Section 34 proposed to throw out cases (except “blood offences”) that were not concluded a decade after the date of the alleged commission of the offence. Potential beneficiaries included Galbaransingh and Ferguson.
While the duo are likely to appeal to the Appeal Court, and maybe the Privy Council, they now face hefty legal costs for Friday’s judgment.
Yesterday, Attorney General Anand Ramlogan roughly estimated the cost of the State counsel to be “in the vicinity of $5 million to $7 million, minimum.”
“I have instructed the Solicitor-General (Eleanor Donaldson-Honeywell) to commence preparation of the State’s bill of costs,” he told Sunday Newsday yesterday.
The State’s team included two British Queen’s Counsel — Lord David Pannick QC and Allan Newman QC.
Ramlogan said the State had to spend money to match the appellants’ high-powered legal team. “The claimants had retained Lord Beloff QC, Edward Fitzpatrick QC, Fyard Hosein QC, Sophie Chote QC and a battery of lawyers.

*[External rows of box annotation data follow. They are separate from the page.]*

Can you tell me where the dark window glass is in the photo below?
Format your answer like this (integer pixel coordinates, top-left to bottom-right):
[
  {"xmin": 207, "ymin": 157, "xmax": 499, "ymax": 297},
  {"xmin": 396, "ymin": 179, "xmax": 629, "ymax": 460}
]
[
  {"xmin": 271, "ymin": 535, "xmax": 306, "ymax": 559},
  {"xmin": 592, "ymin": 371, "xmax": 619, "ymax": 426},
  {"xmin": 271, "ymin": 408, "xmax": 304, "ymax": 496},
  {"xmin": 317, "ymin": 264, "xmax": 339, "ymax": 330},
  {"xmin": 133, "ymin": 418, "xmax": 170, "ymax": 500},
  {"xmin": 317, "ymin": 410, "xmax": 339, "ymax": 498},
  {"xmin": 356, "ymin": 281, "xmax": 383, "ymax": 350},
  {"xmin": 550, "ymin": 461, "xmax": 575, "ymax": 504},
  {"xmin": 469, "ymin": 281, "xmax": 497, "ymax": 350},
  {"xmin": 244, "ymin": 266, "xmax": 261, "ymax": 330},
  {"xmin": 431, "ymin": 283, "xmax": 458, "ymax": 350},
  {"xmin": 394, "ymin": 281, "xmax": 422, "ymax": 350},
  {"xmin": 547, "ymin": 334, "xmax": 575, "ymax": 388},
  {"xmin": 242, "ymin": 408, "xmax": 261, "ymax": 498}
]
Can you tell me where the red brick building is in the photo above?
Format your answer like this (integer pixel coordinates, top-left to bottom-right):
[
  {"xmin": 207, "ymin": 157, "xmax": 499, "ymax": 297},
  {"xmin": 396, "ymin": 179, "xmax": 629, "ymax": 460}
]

If the State did not match the arms in this battle, the Government would have been accused of under-preparing, with sinister, ulterior motives. So it was, money was spent, as evidenced by the comprehensive victory,” he said.
Asked if similar legal costs would be incurred if the appellants go to the Appeal Court, he replied, “Why change a winning team?” Ramlogan also said the Dean-Armorer judgment had not only preserved the “Ish and Steve” case, but also all the other cases of alleged corruption in TT, plus any future court-cases that might arise from the two current commissions of inquiry, respectively, into the 1990 coup attempt, and into the collapse of Clico and the Hindu Credit Union (HCU).
The AG also noted that paragraphs 445, 478 and 499 of the judgment focused on evidence given by him, declaring that he is the first attorney general to give evidence on behalf of the State, as he had also done in the case of the Offshore Patrol Vessels (OPVs). “The reason I went on affidavits is to point out that if Section 34 were to succeed is what that means is that all those corruption probes I instituted into Petrotrin, Udecott, Eteck, TTEC, UTT and so on would have all been caught by Section 34,” said Ramlogan.
“Remember the PNM was in power for eight years and by the time Section 34 came two years of us in Government had already passed and eight and two is ten, and the object of Section 34 is that if ten years have passed from the commission of the offence and you haven’t charged anybody with it, you can’t do anything else,” said the AG. “In the judgment, she (Dean-Armorer) averted to that, and she accepted that evidence, and she paid recognition to it.”
Ramlogan said paragraph 478 of Dean-Armorer’s judgment had noted the AG’s assertion that the “Ish and Steve” case was relevant to other corruption cases.
Ramlogan said there are many ongoing probes (Petrotrin, Udecott, TTEC, UTT) that could lead to future court action, and these had now been saved by last Friday’s ruling.
Ramlogan said last Friday’s ruling now clears the way for the Director of Public Prosecution (DPP) to pursue criminal charges arising from evidence in the two commissions of inquiry.